Другой ролью данного персонажа, требующей иных, нежели извлечения из папок фотографий и документов, действий, становится свидетельская. В этом качестве Всеволод Волков должен показать и рассказать зрителю, что и где именно происходило в момент свершения важнейших событий в доме деда (благо, что интерьер сохранился практически без изменений). Как уже отмечалось, Всеволод — единственный диегетический нарратор, и в фильме И. Черновой он получает право объемно транслировать собственный опыт пережитой в раннем подростковом возрасте драмы — т. е. он становится второстепенным, но все же героем фильма. Именно поэтому ему посвящен отдельный авторский нарра-тив:
«Сына Зинаиды, Севу, привезли из Парижа в Мексику последние оставшиеся в живых старые друзья Льва Давидовича и Натальи, супруги Росмеры. После самоубийства матери мальчик жил с дядей, а после смерти Льва Седова его прятали то во Франции, то в Австрии, пока, наконец, не доставили к деду. Потерявший всех своих детей Троцкий был счастлив вновь обрести внука».
Архивные кинокадры и фотографии, запечатлевшие мальчика в период его проживания на улице Вены, клетки для кур и кроликов во дворе, воссоздают «мир повествуемой истории»:
«Мы жили бедно, нам не хватало очень многого. В лишениях, можно сказать, жили. Большую помощь оказывали американские коммунисты, которые присылали средства на содержание секретарей и расходы по дому. И дедушка работал, он получал гонорары за статьи и книги.

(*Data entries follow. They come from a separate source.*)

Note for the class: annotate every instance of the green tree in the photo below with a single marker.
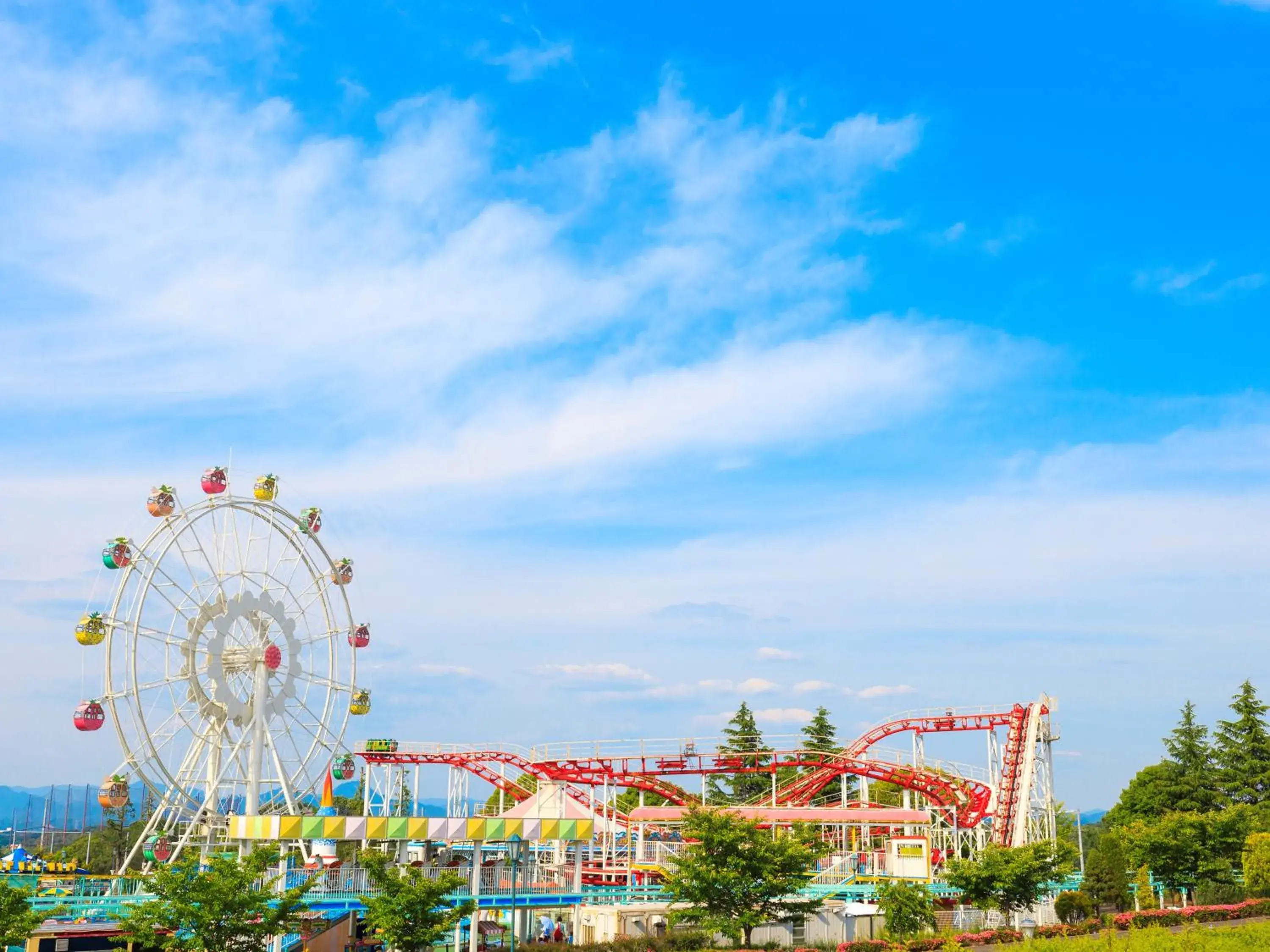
(411, 909)
(17, 918)
(1256, 864)
(219, 908)
(356, 804)
(1143, 893)
(1147, 798)
(1072, 907)
(1107, 879)
(1194, 776)
(821, 735)
(908, 908)
(1244, 749)
(734, 876)
(526, 781)
(1010, 879)
(742, 737)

В частности, один из контрактов с хорошим авансом он против своего желания принял и стал писать биографию Сталина. Его не интересовала биография Сталина, но это была материальная нужда, и он принял этот контракт и подписал. Он больше был заинтересован писать биографию Ленина».
В фильме немецких документалистов ни детской истории внука Троцкого, ни бытовых подробностей жизни Троцких в Мексике нет (при этом о детстве и семье
Льва Бронштейна в биографическом бэкграунде рассказано достаточно подробно и наглядно).

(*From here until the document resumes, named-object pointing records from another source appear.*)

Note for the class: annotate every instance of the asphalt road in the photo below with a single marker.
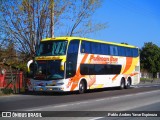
(143, 97)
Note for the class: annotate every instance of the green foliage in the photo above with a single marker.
(150, 57)
(7, 91)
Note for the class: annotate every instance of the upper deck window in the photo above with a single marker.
(52, 48)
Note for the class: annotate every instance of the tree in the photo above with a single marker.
(150, 58)
(26, 22)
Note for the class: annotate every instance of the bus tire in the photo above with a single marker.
(122, 84)
(128, 85)
(82, 87)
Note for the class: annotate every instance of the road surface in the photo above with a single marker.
(143, 97)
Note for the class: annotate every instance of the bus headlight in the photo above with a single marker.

Нет в фильме братьев Аст и акцента на изображение эмоционального состояния нарратора. В «Ледорубе для Троцкого» ему «позволено» развернуто передать ощущения, которые он испытывал тогда:
«Я спал на небольшой кровати здесь, в углу, когда ранним утром 24 мая вдруг ударом была выбита дверь. Я подумал, что это кто-то из персонала, но ворвался человек в светлом костюме, и тут я услышал выстрелы и почувствовал запах пороха. Я забился в угол под кроватью, потому что в это время, когда мои дедушка и бабушка спали в той комнате, с трех точек начались выстрелы — в эту дверь, в окно и из библиотеки. <...> Здесь загорелась мебель, я, конечно, испугался, потому что услышал слово „бомба" и представил, что сейчас весь дом разлетится на куски, и мной овладела паника.».

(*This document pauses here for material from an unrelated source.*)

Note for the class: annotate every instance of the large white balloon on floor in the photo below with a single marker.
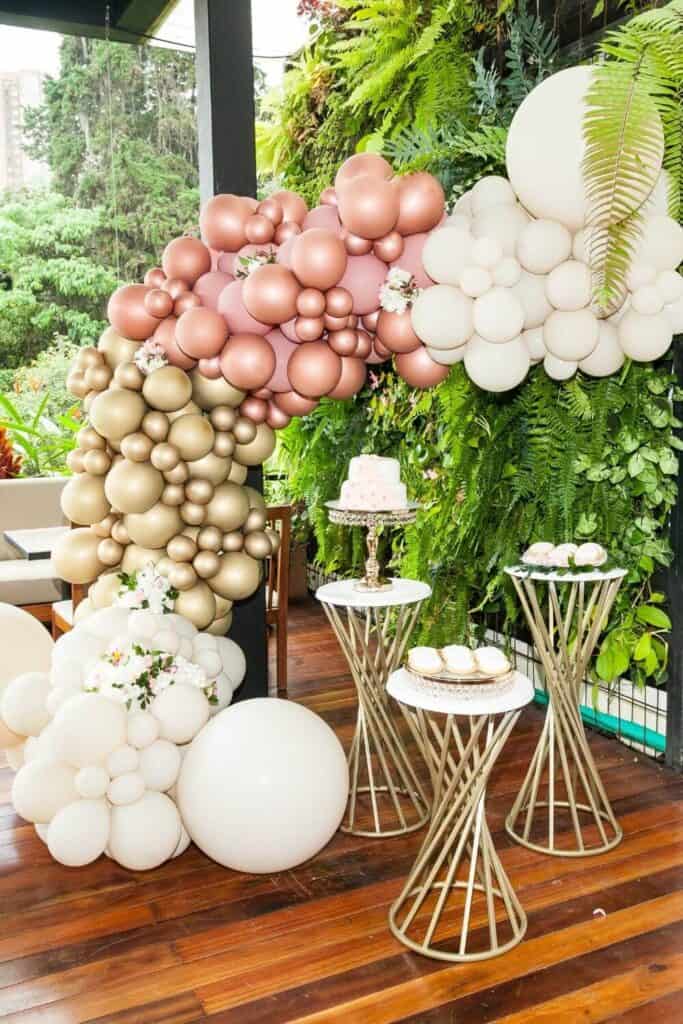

Речь нарратора экспрессивна, лексика акцентирует внутренние переживания, его эмоциональное состояние в момент совершения события: «забился», «испугался», «овладела паника». И это уже не рассказ очевидца того, как избежал смерти и что после этого чувствовал главный герой биографического кинонар-ратива, Троцкий, это интенционально субъективный, направленный на передачу собственных ощущений рассказ непосредственного участника события. В нем для зрителя и реализуется «двусобытийность» нарративного дискурса, который видит обращающегося к нему рассказчика и благодаря виртуальному присутствию на месте события может представить происходившее много лет назад событие в своем воображении.
Тот же коммуникативный и когнитивный эффект возникает в эпизоде, когда Всеволод Волков рассказывает о последнем покушении на своего деда, произошедшем тремя месяцами позднее. Точнее, о том, как Рамон Меркадер совершил убийство Троцкого, за кадром повествует автор (в кадре — постановочная сцена-реконструкция), а внук жертвы говорит о том, как он видел случившееся:
«Я возвращался из школы и еще издали, выйдя на улицу Вена, увидел что-то ненормальное на улице. Потому что были полицейские у входа в дом, машины, припаркованные вдоль улицы, и у меня в сердце родилось какое-то недоброе предчувствие, и поэтому я ускорил шаг. Я пересек сад и вошел в библиотеку, заглянув в полуоткрытую дверь. И там я увидел Наталью и еще нескольких человек, склонившихся над телом дедушки, который лежал в луже крови. Я остался там, и дедушка сказал, чтобы мне не разрешали входить. И кроме того, он успел сказать охранникам, чтобы они не убивали Джексона, что он должен говорить».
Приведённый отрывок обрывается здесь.